The researchers look instead to two trends. First, college attendance rose dramatically after the war (see figure), driven in part by much increased affordability—the cost of public college relative to per capita GDP in 1950 was one-third of what it was during the Depression. The increasing value of a degree—higher wages for the college-educated—was also crucial.
The second trend: widespread adoption of standardized admissions tests (they too became less expensive) and of more uniform application and admission procedures. Standardized testing and admissions allowed students to apply to more colleges, across the nation. Historically, college had been a local market, but after the war, students considered schools far from home, and colleges looked nationwide for the best students. The result was national integration of the market for higher education.
These trends, and the national market integration they generated, “differentially [affect] the quality of colleges available to high-ability and high-income students,” the economists theorize. Better students, even from low-income families, had more opportunities, while low-ability students were unlikely to be admitted to the best colleges, regardless of income or connections. That sorting reshaped attendance decisions and generated the reversal.
Details of trend and model
The paper begins by documenting patterns of 20th century college attendance, highlighting the respective roles of family background (income and wealth) and academic ability (grades and tests). The economists collect, harmonize and analyze data from 42 studies of high school graduates from 1919 to 1980.

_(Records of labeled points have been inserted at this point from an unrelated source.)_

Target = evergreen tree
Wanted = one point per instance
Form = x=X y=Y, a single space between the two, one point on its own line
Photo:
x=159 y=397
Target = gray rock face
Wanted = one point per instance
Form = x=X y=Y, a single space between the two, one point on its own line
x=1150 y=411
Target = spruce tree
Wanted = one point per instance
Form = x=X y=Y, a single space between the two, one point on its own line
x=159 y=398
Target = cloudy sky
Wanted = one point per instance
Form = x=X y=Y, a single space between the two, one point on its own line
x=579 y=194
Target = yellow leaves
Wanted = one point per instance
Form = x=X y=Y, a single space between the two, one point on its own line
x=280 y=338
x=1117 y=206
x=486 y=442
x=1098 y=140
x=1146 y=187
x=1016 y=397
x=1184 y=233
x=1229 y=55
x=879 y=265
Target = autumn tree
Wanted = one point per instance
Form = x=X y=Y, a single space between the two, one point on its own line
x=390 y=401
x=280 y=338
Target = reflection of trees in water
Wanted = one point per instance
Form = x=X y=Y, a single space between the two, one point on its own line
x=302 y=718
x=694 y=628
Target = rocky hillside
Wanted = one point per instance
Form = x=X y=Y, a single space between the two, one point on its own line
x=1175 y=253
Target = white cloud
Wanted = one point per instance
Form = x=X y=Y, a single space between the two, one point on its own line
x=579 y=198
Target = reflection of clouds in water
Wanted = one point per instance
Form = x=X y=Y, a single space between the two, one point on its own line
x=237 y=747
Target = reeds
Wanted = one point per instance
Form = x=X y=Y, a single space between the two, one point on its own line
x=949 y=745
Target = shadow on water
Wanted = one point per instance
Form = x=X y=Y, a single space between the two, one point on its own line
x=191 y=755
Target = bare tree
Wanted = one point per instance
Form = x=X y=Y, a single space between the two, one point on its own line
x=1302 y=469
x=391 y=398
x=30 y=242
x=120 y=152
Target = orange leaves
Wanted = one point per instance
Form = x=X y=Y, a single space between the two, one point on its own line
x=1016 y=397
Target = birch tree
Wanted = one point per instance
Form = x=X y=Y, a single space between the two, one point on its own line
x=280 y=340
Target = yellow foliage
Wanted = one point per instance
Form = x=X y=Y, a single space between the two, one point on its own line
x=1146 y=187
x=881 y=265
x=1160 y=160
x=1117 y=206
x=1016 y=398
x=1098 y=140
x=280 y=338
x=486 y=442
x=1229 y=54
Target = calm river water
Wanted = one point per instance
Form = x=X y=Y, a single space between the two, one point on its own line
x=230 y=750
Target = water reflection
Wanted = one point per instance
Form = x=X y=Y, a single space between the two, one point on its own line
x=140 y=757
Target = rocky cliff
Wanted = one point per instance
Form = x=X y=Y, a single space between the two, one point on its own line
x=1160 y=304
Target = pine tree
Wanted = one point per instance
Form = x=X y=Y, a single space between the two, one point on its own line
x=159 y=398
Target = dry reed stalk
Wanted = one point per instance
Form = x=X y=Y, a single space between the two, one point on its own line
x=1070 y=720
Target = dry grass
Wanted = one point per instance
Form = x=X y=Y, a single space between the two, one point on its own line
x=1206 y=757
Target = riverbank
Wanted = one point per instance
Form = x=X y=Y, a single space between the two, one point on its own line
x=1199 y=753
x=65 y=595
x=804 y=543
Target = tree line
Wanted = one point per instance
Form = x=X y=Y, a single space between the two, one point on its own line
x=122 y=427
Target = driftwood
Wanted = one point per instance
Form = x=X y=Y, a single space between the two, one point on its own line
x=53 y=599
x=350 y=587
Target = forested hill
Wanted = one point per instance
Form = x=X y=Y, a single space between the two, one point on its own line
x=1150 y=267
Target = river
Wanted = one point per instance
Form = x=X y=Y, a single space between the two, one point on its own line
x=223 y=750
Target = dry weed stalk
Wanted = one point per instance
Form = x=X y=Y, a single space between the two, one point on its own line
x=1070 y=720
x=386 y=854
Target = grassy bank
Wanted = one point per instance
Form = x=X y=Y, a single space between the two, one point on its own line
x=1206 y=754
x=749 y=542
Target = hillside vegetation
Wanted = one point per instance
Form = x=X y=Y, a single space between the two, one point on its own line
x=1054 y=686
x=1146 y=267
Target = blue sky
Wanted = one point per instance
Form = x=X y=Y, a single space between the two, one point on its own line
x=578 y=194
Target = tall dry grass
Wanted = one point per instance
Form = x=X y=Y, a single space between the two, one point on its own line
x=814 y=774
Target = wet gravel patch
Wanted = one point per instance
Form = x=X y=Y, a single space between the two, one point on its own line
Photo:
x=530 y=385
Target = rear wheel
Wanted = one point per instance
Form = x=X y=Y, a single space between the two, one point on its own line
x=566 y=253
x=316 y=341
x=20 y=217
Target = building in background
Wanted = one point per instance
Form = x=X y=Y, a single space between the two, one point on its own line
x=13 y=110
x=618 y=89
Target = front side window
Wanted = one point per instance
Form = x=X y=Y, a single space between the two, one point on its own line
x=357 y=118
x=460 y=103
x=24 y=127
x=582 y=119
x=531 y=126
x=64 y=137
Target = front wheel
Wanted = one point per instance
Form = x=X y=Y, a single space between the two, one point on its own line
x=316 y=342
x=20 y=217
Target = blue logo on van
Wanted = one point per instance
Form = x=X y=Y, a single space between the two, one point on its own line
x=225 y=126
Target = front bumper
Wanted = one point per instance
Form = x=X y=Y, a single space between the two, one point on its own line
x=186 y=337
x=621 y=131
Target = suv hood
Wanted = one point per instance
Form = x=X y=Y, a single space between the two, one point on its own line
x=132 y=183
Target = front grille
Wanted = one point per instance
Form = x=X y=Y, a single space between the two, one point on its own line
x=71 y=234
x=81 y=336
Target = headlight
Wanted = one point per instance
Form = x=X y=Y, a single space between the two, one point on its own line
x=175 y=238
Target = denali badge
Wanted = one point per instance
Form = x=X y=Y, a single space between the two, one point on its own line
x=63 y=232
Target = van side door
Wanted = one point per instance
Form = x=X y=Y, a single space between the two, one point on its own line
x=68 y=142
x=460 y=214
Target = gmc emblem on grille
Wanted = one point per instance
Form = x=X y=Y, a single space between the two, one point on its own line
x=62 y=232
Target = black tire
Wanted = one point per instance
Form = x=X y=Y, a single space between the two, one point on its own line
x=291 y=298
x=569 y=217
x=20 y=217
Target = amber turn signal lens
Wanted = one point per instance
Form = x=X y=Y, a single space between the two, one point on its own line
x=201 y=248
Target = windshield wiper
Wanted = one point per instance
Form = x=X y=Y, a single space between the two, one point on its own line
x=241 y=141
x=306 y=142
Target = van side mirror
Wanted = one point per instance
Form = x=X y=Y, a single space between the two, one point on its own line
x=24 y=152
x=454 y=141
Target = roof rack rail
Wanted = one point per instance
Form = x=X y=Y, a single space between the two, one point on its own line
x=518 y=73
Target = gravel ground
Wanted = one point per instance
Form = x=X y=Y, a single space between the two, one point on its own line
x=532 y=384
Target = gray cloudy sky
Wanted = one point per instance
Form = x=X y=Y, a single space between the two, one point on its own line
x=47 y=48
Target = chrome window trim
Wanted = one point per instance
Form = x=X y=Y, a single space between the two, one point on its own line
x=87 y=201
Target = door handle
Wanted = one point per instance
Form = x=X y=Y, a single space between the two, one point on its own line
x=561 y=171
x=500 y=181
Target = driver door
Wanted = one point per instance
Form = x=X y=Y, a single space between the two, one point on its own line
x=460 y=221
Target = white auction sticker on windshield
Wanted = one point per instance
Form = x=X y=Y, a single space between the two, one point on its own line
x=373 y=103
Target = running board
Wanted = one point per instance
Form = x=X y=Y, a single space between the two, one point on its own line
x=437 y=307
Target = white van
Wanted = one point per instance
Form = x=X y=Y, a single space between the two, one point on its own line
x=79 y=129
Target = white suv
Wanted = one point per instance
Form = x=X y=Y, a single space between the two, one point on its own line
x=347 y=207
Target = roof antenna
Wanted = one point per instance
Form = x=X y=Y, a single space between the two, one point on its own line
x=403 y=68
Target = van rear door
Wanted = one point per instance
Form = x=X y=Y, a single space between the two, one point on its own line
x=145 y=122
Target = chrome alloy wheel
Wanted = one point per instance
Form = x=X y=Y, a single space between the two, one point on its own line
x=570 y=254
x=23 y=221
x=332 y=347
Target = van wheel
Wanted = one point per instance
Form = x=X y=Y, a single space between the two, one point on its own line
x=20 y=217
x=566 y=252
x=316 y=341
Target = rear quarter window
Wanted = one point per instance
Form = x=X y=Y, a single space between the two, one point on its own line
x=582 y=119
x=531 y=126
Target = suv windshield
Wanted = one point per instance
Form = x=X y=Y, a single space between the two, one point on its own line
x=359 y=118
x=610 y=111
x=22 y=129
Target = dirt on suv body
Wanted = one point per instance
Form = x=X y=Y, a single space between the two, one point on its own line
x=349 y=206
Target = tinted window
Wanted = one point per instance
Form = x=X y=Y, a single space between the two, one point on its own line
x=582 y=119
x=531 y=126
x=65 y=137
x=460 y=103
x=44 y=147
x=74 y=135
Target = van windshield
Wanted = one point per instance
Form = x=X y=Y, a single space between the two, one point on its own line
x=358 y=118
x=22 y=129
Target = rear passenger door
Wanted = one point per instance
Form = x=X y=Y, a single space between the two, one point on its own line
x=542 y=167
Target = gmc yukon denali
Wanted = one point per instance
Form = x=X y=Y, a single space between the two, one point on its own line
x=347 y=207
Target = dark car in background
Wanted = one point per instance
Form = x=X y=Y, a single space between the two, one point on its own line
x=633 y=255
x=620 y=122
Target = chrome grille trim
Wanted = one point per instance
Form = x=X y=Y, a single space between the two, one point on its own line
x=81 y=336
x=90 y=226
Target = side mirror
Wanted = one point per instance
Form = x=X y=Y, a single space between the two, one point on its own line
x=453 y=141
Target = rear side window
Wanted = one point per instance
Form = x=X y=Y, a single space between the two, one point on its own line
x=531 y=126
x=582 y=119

Graduating classes in 1933 and 1960 illustrate the transition. For the first, academic ability was one-third as important as family background in explaining college attendance. By 1960, ability was more important than family. “By the mid-1950s there is growing evidence of a complete reversal,” write Hendricks, Herrington and Schoellman.
The economists then construct a model to show how rising attendance and standardized admissions tests can explain this reversal. The key moving parts are, logically, students and colleges.
Students vary by academic ability and family background. Ability affects how much they learn in college, while background determines ease of financing college. High school grads decide whether to work, go to the local college or attend the best college nationwide that will have them. They weigh short-run pain of financing college against long-run gain of higher earnings.
Colleges vary by quality, which depends in part on the students they admit; each college has limited capacity. They set admissions criteria to get the highest-ability students possible, without overadmitting.
Two variables change over time: the value of college and the adoption of college testing. These forces generate the reversal in ability/family sorting patterns seen in the data for the 1933 and 1960 cohorts, as well as other relevant facts.
The rising demand for college “sets off a chain reaction,” conclude the economists. It led more students to apply. Better colleges received more applications than they had spots and began to practice selective admissions. Their quality rose, making them more attractive. At the same time, the widespread availability of test scores made it easier for high-ability students to show they deserved a spot at top colleges. College became a much more attractive option for high-ability students. But for affluent, low-ability students, college options grew worse.
Higher education became more broadly accessible, if still beyond the economic reach of many.